In computational complexity theory, arithmetic circuits are considered a standard model for computing polynomials. The basic principle of this model is that an arithmetic circuit can be operated through nodes, which can be variables or numbers, and allow addition and multiplication calculations. In this framework, we can gain deeper insights into the complexity of computing polynomials. So what is the best way to do this calculation?
The fundamental question for arithmetic circuits is "What is the most efficient way to compute a particular polynomial?"
Arithmetic circuits exist as directed acyclic graphs (DAGs).
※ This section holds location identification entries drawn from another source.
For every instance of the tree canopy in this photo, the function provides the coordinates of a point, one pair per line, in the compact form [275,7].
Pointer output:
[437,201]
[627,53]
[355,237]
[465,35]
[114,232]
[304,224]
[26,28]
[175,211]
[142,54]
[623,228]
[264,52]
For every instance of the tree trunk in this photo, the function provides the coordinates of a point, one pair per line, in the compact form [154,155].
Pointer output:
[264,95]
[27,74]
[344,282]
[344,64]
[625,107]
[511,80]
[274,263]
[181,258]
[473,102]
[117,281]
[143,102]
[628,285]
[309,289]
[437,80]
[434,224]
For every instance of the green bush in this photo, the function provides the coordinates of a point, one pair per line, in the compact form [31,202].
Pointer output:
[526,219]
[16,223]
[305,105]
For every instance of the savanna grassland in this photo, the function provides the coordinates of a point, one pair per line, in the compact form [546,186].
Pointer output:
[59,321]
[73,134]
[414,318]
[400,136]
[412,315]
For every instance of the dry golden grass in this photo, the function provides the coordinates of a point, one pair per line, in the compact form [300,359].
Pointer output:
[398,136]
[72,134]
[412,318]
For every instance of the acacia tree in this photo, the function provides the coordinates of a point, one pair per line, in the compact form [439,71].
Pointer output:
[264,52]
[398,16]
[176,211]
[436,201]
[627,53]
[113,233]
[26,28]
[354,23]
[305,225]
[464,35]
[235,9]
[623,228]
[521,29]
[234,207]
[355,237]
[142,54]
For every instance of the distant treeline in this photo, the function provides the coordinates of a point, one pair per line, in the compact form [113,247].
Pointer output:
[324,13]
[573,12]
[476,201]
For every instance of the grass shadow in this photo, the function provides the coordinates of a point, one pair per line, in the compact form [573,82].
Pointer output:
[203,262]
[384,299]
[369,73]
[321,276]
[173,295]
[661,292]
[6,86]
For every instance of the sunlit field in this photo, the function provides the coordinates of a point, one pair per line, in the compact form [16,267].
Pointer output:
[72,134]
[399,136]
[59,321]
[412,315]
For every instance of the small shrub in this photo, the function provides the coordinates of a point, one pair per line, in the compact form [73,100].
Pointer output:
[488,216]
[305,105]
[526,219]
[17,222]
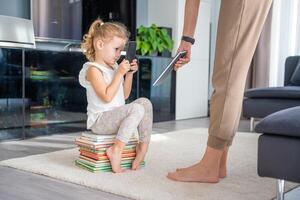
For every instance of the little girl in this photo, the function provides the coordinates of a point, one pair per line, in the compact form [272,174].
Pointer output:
[108,85]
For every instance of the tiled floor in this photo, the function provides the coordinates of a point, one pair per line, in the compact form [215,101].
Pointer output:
[19,185]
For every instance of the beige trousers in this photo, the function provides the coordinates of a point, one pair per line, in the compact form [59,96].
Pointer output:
[239,27]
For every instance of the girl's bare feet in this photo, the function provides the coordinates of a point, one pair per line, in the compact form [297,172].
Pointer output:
[206,171]
[114,154]
[141,150]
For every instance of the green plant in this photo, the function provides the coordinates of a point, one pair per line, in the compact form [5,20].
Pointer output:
[153,39]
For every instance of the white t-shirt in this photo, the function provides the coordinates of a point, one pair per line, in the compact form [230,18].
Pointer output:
[96,106]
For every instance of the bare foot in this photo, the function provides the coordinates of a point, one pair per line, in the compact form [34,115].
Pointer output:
[222,168]
[141,150]
[206,171]
[114,154]
[197,173]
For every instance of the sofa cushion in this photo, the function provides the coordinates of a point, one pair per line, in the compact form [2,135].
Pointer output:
[288,92]
[295,79]
[285,122]
[262,107]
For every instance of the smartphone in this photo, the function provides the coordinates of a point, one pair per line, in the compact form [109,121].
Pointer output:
[169,68]
[130,51]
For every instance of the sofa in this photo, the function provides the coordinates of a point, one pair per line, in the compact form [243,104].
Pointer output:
[279,147]
[261,102]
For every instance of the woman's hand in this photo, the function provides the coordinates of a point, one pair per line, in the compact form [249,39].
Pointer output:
[184,46]
[133,66]
[124,67]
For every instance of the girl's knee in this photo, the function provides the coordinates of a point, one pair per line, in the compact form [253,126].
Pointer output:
[146,102]
[137,109]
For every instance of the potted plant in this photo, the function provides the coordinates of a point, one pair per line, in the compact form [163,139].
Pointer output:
[152,40]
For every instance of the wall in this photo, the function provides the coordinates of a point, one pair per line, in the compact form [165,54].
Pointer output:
[15,8]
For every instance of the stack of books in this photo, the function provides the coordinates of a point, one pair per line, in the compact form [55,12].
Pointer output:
[93,156]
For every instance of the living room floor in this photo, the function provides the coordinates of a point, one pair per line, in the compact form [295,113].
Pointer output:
[20,185]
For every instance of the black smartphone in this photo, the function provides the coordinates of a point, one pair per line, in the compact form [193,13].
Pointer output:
[131,51]
[169,68]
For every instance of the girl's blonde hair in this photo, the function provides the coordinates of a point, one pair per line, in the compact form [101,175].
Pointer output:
[104,31]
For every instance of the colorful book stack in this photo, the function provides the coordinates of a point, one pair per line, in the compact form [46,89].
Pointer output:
[93,156]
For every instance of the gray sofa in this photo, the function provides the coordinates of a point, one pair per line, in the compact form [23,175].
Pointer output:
[260,102]
[279,147]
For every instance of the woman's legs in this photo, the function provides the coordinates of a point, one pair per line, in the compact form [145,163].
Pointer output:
[240,25]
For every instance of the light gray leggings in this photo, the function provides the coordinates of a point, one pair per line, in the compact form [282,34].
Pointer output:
[125,120]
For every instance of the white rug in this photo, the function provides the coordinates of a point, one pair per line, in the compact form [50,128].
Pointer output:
[167,152]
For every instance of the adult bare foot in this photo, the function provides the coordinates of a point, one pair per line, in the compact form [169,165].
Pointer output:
[206,171]
[141,150]
[114,154]
[222,168]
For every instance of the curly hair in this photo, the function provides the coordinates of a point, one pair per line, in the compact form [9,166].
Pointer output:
[104,31]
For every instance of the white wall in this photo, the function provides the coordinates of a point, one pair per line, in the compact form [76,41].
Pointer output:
[192,80]
[15,8]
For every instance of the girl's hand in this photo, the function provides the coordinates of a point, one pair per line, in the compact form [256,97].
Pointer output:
[184,46]
[133,66]
[124,67]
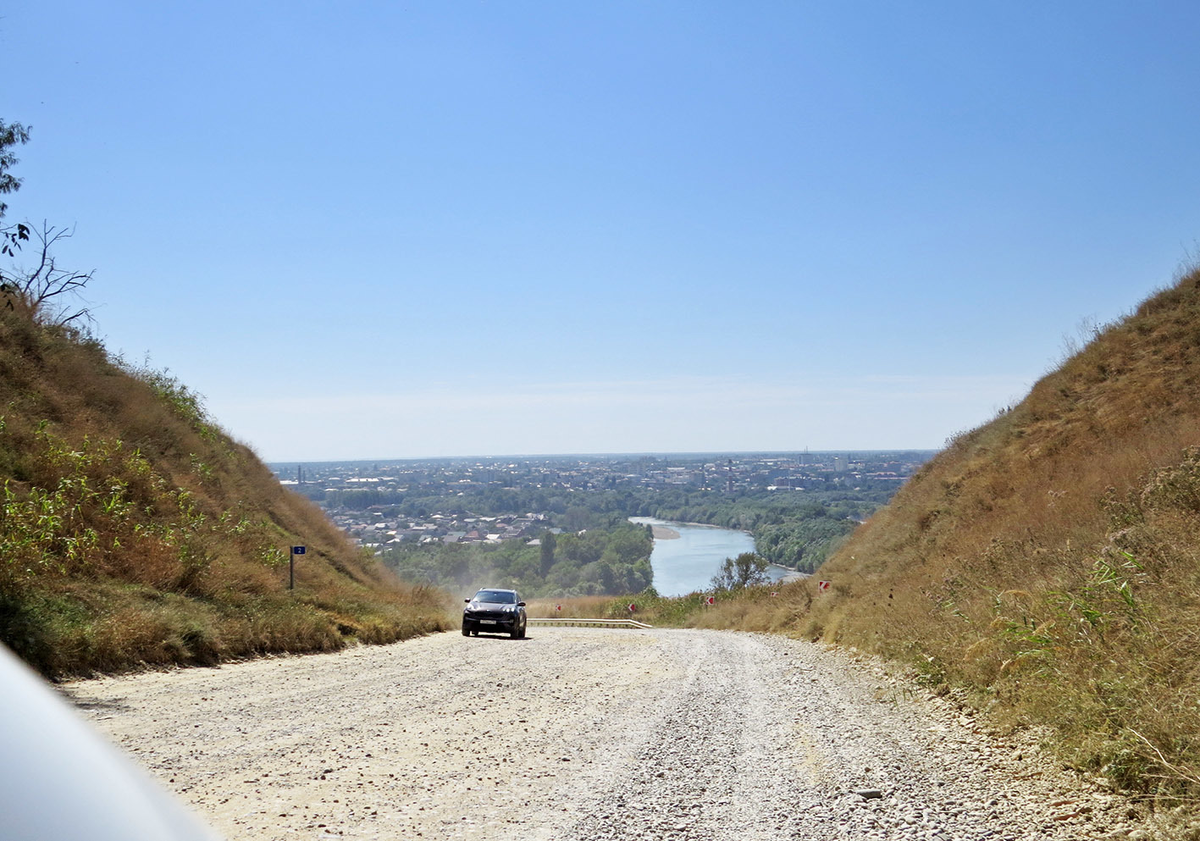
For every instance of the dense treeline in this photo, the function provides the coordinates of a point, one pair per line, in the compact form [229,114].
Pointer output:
[594,562]
[798,530]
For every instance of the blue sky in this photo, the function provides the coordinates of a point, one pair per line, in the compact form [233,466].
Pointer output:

Each node that is not pointed to by any other node is called an "input gate" and they are labeled as variables or elements in the domain. The other gates are divided into addition gates and multiplication gates according to their operation type. The arithmetic formula refers to a circuit in which the out-degree of each gate is 1, and the graph structure becomes a directed tree.
The complexity measurement of arithmetic circuits involves two basic indicators: size and depth. The size of a circuit refers to the number of gates in it, while the depth is the longest directed path in the circuit. To take a concrete example, suppose there is a circuit of size six and depth two. Such a structure calculates the polynomial marked by the input gate through a specific process, and calculates the result through addition gate and multiplication gate operations respectively.
Arithmetic circuits calculate by using input gates to compute the polynomials they label, and then use addition and multiplication gates to perform more complex operations.
In the study of computational complexity of polynomials, finding suitable circuits is crucial. The results of this type of work can be divided into upper bounds and lower bounds. The upper bound is to find a circuit that can calculate a specific polynomial, which shows the upper limit of the computational complexity of the polynomial; the lower bound requires proving that no other circuit can calculate faster than the proposed circuit, which is often a more challenging problem. Sexual tasks.
For example, Strassen's algorithm performs matrix multiplications with size of about n².807, which is a significant improvement over the traditional n³ complexity. Others, such as Berkowitz, have also proposed a way to efficiently calculate determinants and perpetual polynomials using circuits of polynomial size. These research results undoubtedly provide a more comprehensive perspective on the design and calculation methods of arithmetic circuits.
In the process of polynomial computation, the currently known lower bound proofs are still limited, and the main research focus is on exploring the lower bounds of small degree polynomials.
One of the open problems in arithmetic circuits is the P versus NP problem, and the so-called VP versus VNP problem is its "algebraic analogue". VP stands for the class of polynomials with polynomial circuits, and VNP is the class of related polynomials used to prove that some polynomials are computationally feasible.
The basic concept of this existence is completeness in complexity theory. If a polynomial is a complete polynomial of a certain class, it means that if there is a small circuit for this polynomial, then other polynomials in this class also have the same nature. At present, there is still no conclusion that proves that VP and VNP are not equal, which is one of the keys to future research.
The study of arithmetic circuits is not limited to the mathematical community, but also involves a wide range of computing fields, challenging our understanding and cognition of computational complexity.
In this advancing field, arithmetic circuits provide important mathematical tools that help us understand the computational complexity of polynomials. However, in future research, can we truly uncover the deep secrets behind these mathematical operations?